I couldn’t agree more and am happy to hear your blessing. I slapped together a traveling chest version out of pine panels (warning: these are RARELY flat) for your workbench class at Marc Adams. I didn’t get the skirting or lid done and had to Bogart my daughters wagon for the week because I didn’t make it to the caster stage. It was a great trial run, excellent practice at dovetailing, and provided proof at how convenient it is working from a chest. The experience reenforced my desire to invest resource and time into the full scale model while allowing me to work out some kinks and my own skill limitation in the design. A great prototype! Once my bench is done , finishing the chest is priority number one.
I also went for the tool chest in hand versus the tool chest in my mind. However I took a little different approach. I found one in an antique store, that hadn’t planned on visiting on a day when I hadn’t planned on being in that little town, I wasn’t looking for a tool chest and really didn’t have any money to spend. I was admiring the tool chest and cringing at the price when the lady working the store that day said it was her tool chest and dropped the price 25% on the spot, my wife then commented that she had that much set aside for my christmas gift this year and the chest happened to fit into the back of our little hatchback. It is a nice old chest with a flat top lid that has breadboard edges, the boards for the top are actually morticed all the way though the bread board. All dovetailed. It is a bit smaller that I may some year build and hold most of the tools I would like it to with the most noteable exception being no place for saws. But in one day my shop was cleaner, less cluttered and my tools much more organized. There is a brief youtube taken from my phone in the store here http://www.youtube.com/watch?v=pdGWEd-fq_Y
You were meant to find each other.
What did you name her?
Cool post and cool video John! I’ve got a 8/4 red alder board I saw in the lumber store that I couldn’t pass up… it’s 10′ long, at least 14″ wide, possibly 16″. It’s mostly clear with only one large knot. I had to buy it though I didn’t know what to do with it yet. Perhaps an ATC? Now for my next problem… my bandsaw is 18″ with 13″ resaw… any tips on how to resaw such a big board? I’m thinking I’m going to have to rip it down, but I sure hate to do that and have to glue up the wide boards again!

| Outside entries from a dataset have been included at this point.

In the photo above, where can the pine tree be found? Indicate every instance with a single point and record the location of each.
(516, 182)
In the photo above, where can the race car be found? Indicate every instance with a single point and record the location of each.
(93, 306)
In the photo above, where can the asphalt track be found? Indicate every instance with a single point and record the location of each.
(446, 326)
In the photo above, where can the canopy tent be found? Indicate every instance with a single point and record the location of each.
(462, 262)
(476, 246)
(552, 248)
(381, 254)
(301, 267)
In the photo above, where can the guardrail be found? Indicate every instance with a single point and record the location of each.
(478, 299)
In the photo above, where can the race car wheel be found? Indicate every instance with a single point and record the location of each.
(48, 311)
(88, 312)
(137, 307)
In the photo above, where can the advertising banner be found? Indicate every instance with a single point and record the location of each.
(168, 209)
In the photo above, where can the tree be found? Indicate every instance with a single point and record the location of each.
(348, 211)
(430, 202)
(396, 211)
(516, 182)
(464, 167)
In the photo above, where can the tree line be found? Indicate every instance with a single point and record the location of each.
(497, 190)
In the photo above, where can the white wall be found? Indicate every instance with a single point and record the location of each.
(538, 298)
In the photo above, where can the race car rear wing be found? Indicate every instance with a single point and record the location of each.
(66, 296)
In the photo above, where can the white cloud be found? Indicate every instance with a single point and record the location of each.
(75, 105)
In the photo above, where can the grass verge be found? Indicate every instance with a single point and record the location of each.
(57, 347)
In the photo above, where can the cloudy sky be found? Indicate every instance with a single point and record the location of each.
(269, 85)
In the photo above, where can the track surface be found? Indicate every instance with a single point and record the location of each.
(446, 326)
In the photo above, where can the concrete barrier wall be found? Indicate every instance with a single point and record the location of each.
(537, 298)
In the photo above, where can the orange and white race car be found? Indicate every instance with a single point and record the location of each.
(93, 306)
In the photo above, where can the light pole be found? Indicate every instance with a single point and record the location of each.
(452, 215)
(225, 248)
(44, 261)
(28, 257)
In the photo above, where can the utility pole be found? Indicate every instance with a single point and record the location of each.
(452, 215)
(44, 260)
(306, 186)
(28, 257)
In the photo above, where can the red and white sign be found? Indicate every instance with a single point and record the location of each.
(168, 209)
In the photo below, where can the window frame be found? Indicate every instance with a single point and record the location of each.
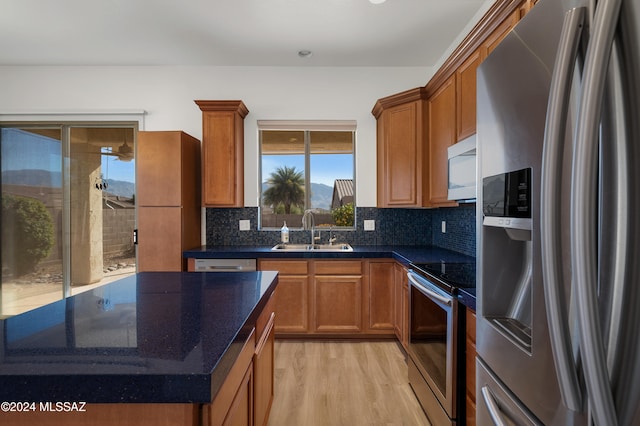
(306, 126)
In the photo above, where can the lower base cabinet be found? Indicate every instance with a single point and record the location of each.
(263, 374)
(246, 396)
(344, 298)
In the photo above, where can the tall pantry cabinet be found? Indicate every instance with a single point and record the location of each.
(168, 199)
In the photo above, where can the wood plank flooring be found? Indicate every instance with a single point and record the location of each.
(327, 383)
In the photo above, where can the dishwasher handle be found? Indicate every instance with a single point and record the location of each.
(225, 265)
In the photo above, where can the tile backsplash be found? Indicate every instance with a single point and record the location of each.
(392, 227)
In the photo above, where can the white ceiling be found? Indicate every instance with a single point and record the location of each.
(231, 32)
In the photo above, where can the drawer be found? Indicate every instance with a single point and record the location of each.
(471, 325)
(338, 267)
(285, 267)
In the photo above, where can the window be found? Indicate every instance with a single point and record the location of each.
(307, 166)
(68, 210)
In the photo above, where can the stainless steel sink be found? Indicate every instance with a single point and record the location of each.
(315, 247)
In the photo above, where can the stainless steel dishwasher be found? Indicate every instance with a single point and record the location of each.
(224, 265)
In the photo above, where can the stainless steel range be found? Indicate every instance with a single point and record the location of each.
(435, 343)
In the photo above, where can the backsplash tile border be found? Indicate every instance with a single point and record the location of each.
(407, 227)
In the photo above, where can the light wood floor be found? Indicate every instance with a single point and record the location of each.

Finished the Anarchist’s Tool Chest a week ago and feel far more relaxed and happy in my basement work shop. I’ve been mulling it over and came to the LA website to drop you a line, wanting to thank you not just for all the lifesaving tips but for the sense of perspective you’ve brought to my mind. This latest blog post above really encapsulates what I love most about your attitude and writing.